Au train dont on allait et qui ne justifiait guère les appréhensions du roi, le bonheur de Sainte-Maline devait durer longtemps, car les chevaux d’Élisabeth, chargés de pesants harnais tout ouvrés d’argent et de passementeries, emprisonnés dans des traits pareils à ceux de l’arche de David, n’avançaient pas rapidement dans la direction de Vincennes.

Mais comme il s’enorgueillissait trop, quelque chose comme un avertissement d’en haut vint tempérer sa joie, quelque chose de triste par-dessus tout pour lui : il entendit le roi prononcer le nom d’Ernauton.

Deux ou trois fois, en deux ou trois minutes, le roi prononça ce nom. Il eût fallu à chaque fois voir Sainte-Maline se pencher pour saisir au vol cette intéressante énigme.

Mais, comme toutes les choses véritablement intéressantes, l’énigme demeurait interrompue par un incident ou par un bruit.

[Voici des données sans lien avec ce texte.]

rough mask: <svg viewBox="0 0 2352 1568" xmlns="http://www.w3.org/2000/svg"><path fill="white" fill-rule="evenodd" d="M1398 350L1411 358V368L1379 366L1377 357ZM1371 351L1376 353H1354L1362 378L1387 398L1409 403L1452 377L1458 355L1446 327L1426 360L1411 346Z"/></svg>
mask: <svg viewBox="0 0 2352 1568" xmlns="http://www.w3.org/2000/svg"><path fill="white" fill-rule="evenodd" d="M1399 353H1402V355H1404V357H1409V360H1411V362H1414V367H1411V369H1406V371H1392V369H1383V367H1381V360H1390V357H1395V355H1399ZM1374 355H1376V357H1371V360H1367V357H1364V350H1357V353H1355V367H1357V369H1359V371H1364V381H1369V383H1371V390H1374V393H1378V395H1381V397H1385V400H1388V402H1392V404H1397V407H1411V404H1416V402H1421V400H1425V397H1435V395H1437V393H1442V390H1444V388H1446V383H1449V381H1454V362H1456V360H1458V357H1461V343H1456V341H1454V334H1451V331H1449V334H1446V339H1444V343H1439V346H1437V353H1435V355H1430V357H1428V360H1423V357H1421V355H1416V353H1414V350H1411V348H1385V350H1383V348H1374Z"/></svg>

Le roi poussait quelque exclamation qui lui était arrachée par le chagrin d’avoir donné à certain endroit de son image un coup de ciseau hasardeux, ou bien par une injonction de se taire, adressée avec toute la tendresse possible à master Love, lequel jappait avec la prétention exagérée, mais visible, de faire autant de bruit qu’un dogue.